PORTLAND, Ore. (KOIN) — Mount St. Helens is recharging its magma stores and it is setting off small earthquake swarms, according to scientists with the Cascades Volcano Observatory (CVO).
The findings were also published in a new article in Wired Magazine.
Seth Moran, the scientist-in-chief at CVO, has been studying Mount St. Helens for nearly 30 years. He says Mount St. Helens has a geological pattern of building itself back up after it erupts.
Moran and his team of scientists say they’ve noticed an uptick in earthquake swarms happening beneath the volcano. Recent measurements have recorded nearly 40 small earthquakes per week, which is a sign small amounts of magma have been travelling up the volcano.
“It’s telling us years to decades from now, St. Helens will erupt again,” said Moran.
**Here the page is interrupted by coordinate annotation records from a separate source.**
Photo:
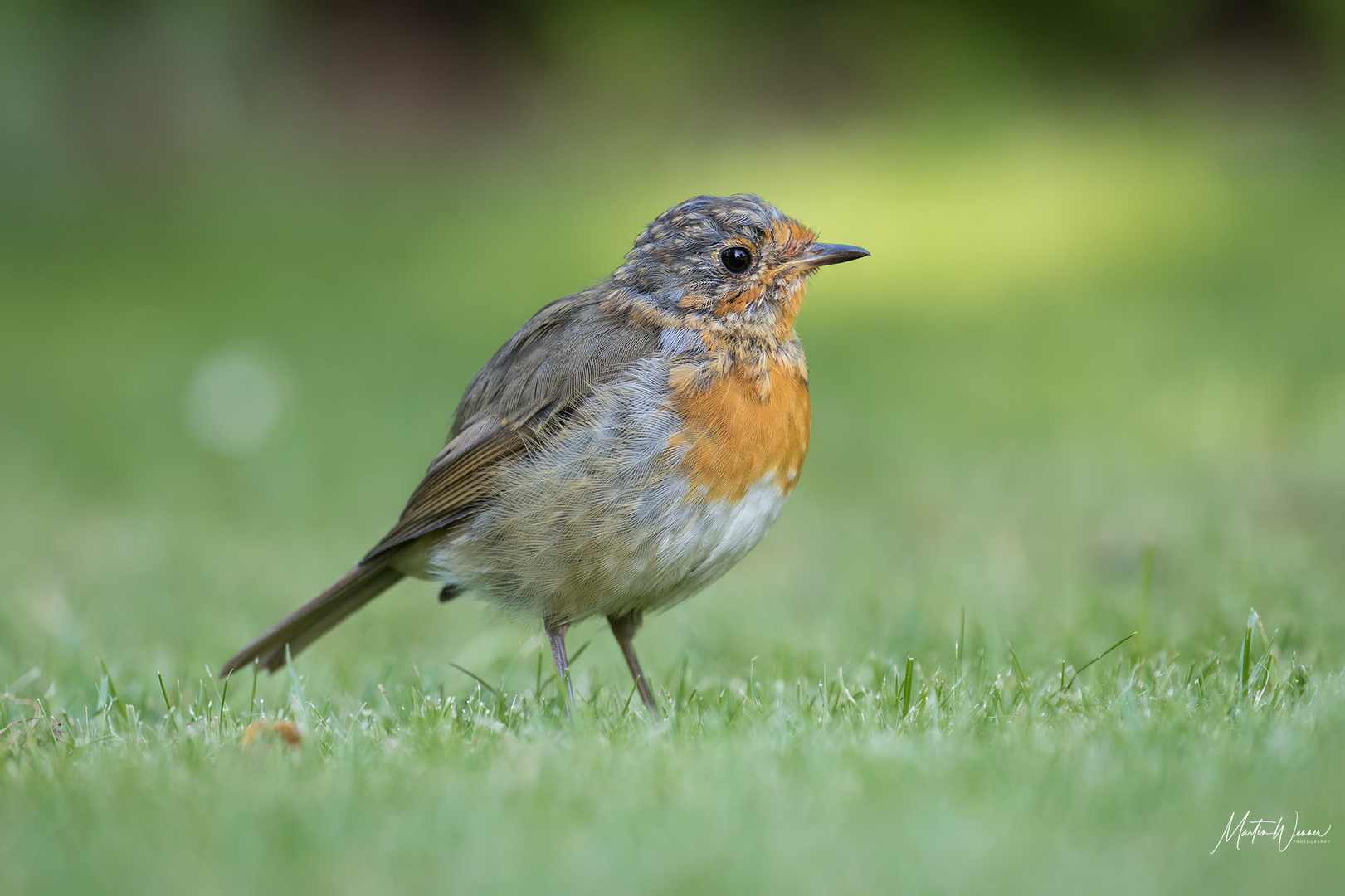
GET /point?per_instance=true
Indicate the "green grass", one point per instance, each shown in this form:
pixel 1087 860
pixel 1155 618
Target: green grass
pixel 1091 383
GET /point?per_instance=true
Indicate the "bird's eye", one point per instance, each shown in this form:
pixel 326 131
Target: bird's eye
pixel 736 259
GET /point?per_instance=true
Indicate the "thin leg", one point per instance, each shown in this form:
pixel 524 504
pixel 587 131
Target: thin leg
pixel 556 632
pixel 624 629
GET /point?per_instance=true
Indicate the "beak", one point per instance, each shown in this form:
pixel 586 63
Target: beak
pixel 829 253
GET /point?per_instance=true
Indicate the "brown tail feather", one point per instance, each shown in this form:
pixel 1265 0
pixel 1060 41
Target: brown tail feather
pixel 309 622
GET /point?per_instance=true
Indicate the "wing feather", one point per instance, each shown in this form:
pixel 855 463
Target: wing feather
pixel 534 383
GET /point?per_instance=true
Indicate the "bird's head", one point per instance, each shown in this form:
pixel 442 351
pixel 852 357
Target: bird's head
pixel 736 259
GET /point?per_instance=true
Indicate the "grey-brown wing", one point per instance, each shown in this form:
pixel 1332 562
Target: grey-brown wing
pixel 533 383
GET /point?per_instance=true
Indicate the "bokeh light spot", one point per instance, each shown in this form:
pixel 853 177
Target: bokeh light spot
pixel 233 402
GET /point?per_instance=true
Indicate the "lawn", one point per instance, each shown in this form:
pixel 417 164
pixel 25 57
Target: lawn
pixel 1091 385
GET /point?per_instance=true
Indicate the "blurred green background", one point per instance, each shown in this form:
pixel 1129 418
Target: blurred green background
pixel 251 252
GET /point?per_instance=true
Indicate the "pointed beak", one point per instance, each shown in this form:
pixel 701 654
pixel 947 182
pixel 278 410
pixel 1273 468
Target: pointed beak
pixel 829 253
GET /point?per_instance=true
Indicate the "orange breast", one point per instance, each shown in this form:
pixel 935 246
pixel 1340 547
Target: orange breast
pixel 736 432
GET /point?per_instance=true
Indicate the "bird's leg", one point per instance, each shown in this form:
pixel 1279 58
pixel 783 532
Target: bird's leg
pixel 624 629
pixel 556 634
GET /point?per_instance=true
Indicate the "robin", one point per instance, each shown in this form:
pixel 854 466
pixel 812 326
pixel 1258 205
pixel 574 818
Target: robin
pixel 623 450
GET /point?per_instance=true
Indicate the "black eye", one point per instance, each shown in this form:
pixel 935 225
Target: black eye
pixel 736 259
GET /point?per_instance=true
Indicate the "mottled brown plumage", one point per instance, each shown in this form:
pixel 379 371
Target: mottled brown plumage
pixel 624 448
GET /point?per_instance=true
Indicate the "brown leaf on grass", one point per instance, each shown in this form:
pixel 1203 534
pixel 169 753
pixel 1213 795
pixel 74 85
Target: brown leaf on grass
pixel 284 731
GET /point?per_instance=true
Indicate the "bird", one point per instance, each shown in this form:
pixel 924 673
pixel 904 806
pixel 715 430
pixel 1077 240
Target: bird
pixel 621 450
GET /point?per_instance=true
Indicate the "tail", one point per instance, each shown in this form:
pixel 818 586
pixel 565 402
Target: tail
pixel 309 622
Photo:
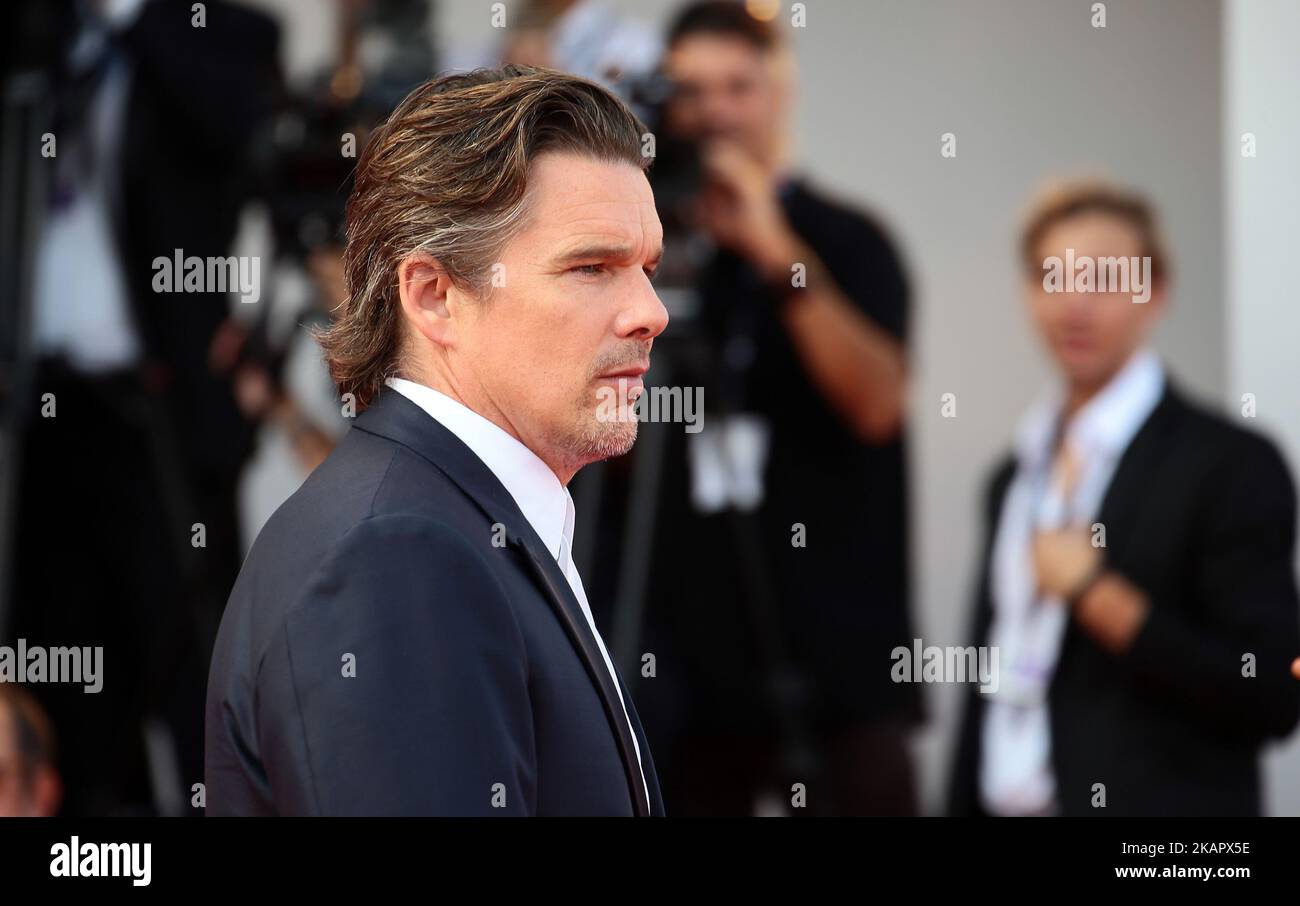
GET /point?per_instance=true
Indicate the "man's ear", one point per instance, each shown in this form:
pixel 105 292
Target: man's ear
pixel 424 287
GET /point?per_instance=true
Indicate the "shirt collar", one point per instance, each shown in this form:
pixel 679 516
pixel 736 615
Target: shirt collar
pixel 540 495
pixel 1106 423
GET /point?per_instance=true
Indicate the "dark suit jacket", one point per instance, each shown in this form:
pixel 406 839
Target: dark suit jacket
pixel 473 663
pixel 1200 515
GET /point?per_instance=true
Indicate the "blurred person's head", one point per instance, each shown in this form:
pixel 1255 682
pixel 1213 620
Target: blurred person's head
pixel 731 78
pixel 29 783
pixel 1088 333
pixel 499 241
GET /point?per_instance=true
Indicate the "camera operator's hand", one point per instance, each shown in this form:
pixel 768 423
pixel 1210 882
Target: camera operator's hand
pixel 740 209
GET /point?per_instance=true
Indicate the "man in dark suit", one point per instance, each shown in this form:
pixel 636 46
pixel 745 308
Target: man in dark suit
pixel 408 633
pixel 1138 575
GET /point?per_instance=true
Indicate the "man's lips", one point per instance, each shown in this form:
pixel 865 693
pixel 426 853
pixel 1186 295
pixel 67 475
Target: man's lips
pixel 631 372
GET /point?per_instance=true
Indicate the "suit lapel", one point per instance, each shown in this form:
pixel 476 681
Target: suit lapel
pixel 1135 472
pixel 398 419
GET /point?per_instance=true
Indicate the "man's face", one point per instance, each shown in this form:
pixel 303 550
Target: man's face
pixel 575 319
pixel 21 796
pixel 1091 336
pixel 726 89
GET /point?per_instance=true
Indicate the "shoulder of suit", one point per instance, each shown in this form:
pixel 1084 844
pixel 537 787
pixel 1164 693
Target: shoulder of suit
pixel 1231 442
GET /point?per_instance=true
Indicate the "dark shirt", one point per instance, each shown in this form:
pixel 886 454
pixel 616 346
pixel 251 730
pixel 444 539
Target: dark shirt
pixel 840 602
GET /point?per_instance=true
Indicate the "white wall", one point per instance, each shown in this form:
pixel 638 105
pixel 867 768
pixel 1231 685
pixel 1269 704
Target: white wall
pixel 1262 96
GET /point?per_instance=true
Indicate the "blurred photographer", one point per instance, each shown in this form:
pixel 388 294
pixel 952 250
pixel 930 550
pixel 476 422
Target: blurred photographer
pixel 787 511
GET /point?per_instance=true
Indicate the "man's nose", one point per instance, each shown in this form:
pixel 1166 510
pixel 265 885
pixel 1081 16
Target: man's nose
pixel 645 317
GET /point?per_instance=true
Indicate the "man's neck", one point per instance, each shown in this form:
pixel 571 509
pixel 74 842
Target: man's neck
pixel 493 414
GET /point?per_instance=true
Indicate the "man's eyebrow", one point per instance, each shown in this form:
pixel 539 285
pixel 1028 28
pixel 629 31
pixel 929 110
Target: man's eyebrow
pixel 601 251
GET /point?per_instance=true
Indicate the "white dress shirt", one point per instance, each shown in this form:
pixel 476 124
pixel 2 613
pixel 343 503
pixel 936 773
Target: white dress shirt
pixel 82 303
pixel 1015 764
pixel 544 501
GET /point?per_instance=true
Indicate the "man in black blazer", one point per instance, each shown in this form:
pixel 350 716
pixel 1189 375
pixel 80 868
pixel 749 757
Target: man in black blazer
pixel 1138 575
pixel 408 633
The May 18, 1980 eruption of Mount St. Helens killed 57 people and resulted in more than a billion dollars in damage. Moran told KOIN 6 that the next eruption won’t be nearly as devastating.
“Our best long term forecast is that the next eruption will be a lava dome building eruption, which will have some explosivity to it, but nothing as catastrophic as St Helens in 1980” he said.
Seismologists recorded a similar pattern of earthquake swarms leading up to the 2004 Mount St. Helens eruption, though those earthquakes were more powerful. Moran said earthquakes measured in recent weeks have been no higher than 1.3 on the Richter Scale. The earthquakes leading up to the 2004 eruption were 2’s and 3’s.
The United States Geological Survey on Friday morning addressed the quakes, saying that they began on March 14.